Parece uma tira de banda desenhada: de cores garridas e traços largos, a ilustração mostra uma mulher de olhos fechados e cabelo a voar. Parece cair de costas, de cara sofrida; na mão segura uma caixa de comida. Atrás, um homem de sobrancelhas franzidas e punho cerrado, corpo tenso, questiona: "A sério, uma Bicky falsa?".

A cena alude a uma agressão em que o homem, de fato e gravata, parece esmurrar a mulher, de camisola curta e decote aberto, por esta não lhe ter trazido o hambúrguer que queria, mimetizando uma linhagem de anúncios de teor sexista que remonta a meados do século XX.

A imagem, publicada na rede social Facebook, vinha acompanhada da pergunta “Quem é o salvador do século?”. De seguida, indaga ainda: “Que outra casa de fritos merece um castigo?“, dando ideia de que a agressão foi para a embalagem de comida e não para a mulher, ainda que o desenho não o deixe claro.

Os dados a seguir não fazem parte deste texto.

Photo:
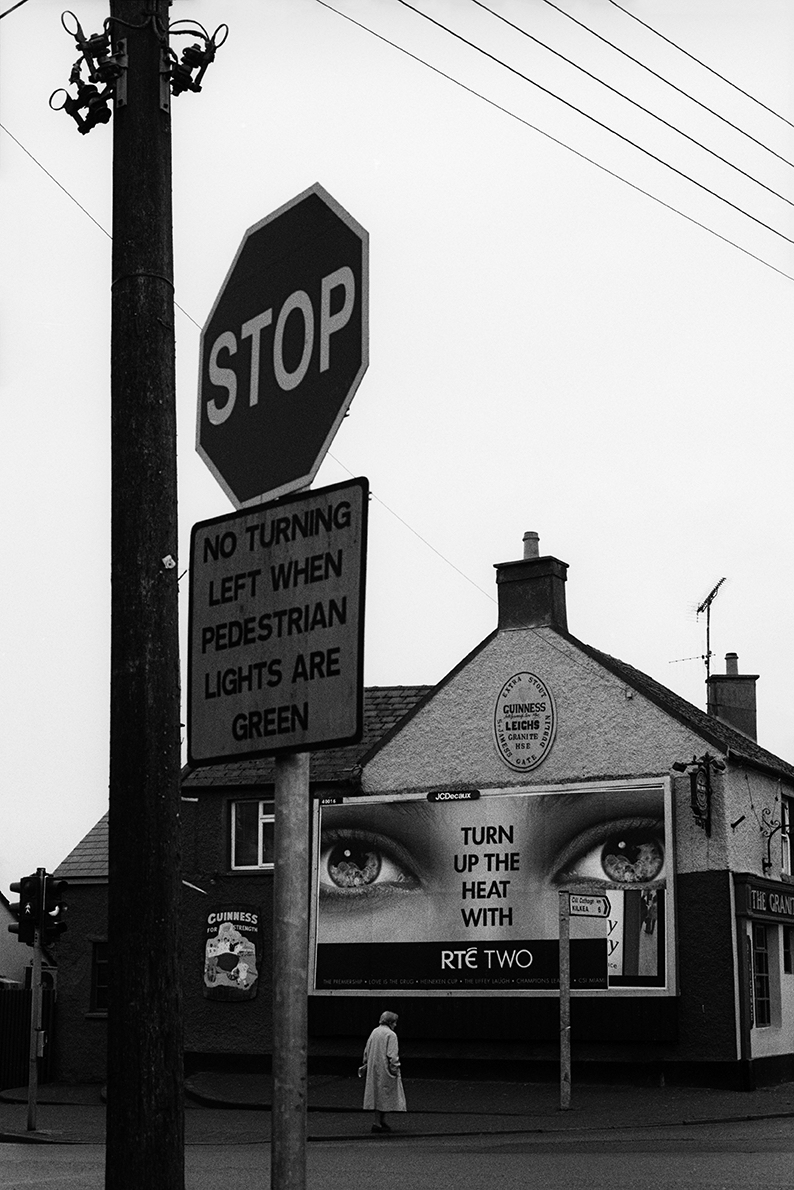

Conta o jornal ‘El Español’ que em pouco mais de sete horas o anúncio recebeu mais de 1.600 comentários, gerando polémica nos ‘media’, nos políticos e na internet belga. Pelo pouco tempo que teve no ar, o Conselho de Publicidade, um órgão disciplinar independente do setor na Bélgica, registou cerca de 300 ações judiciais desde terça-feira, disse hoje a sua diretora Sandrine Sepul à AFP.

A ministra dos Direitos da Mulher de Valónia, estado da Bélgica, lembrou na rede social Twitter que “em 2017, 38 mulheres foram assassinadas na Bélgica porque eram mulheres. Em 2016, registaram-se 18 mil denúncias de violência doméstica na Federação Valónia-Bruxelas.”

“É um assunto sério e é totalmente irresponsável trivializá-lo”, conclui.

Já as Secretárias de Estado pela Igualdade de Oportunidades nas regiões de Bruxelas e Valónia, Nawal Ben Hamou e Christie Morreale, respectivamente, anunciaram ter levado o caso ao Conselho de Publicidade.

Como escreve o Brussels Times, a primeira recordou através da sua conta do Facebook que “estando a apenas semanas do dia contra a violência contra a mulher [25 de Novembro], e à medida que o número de mulheres a serem assassinadas pelos seus parceiros violentos continua a aumentar, a Bicky Burger decidiu lançar uma campanha doentia e completamente irresponsável”.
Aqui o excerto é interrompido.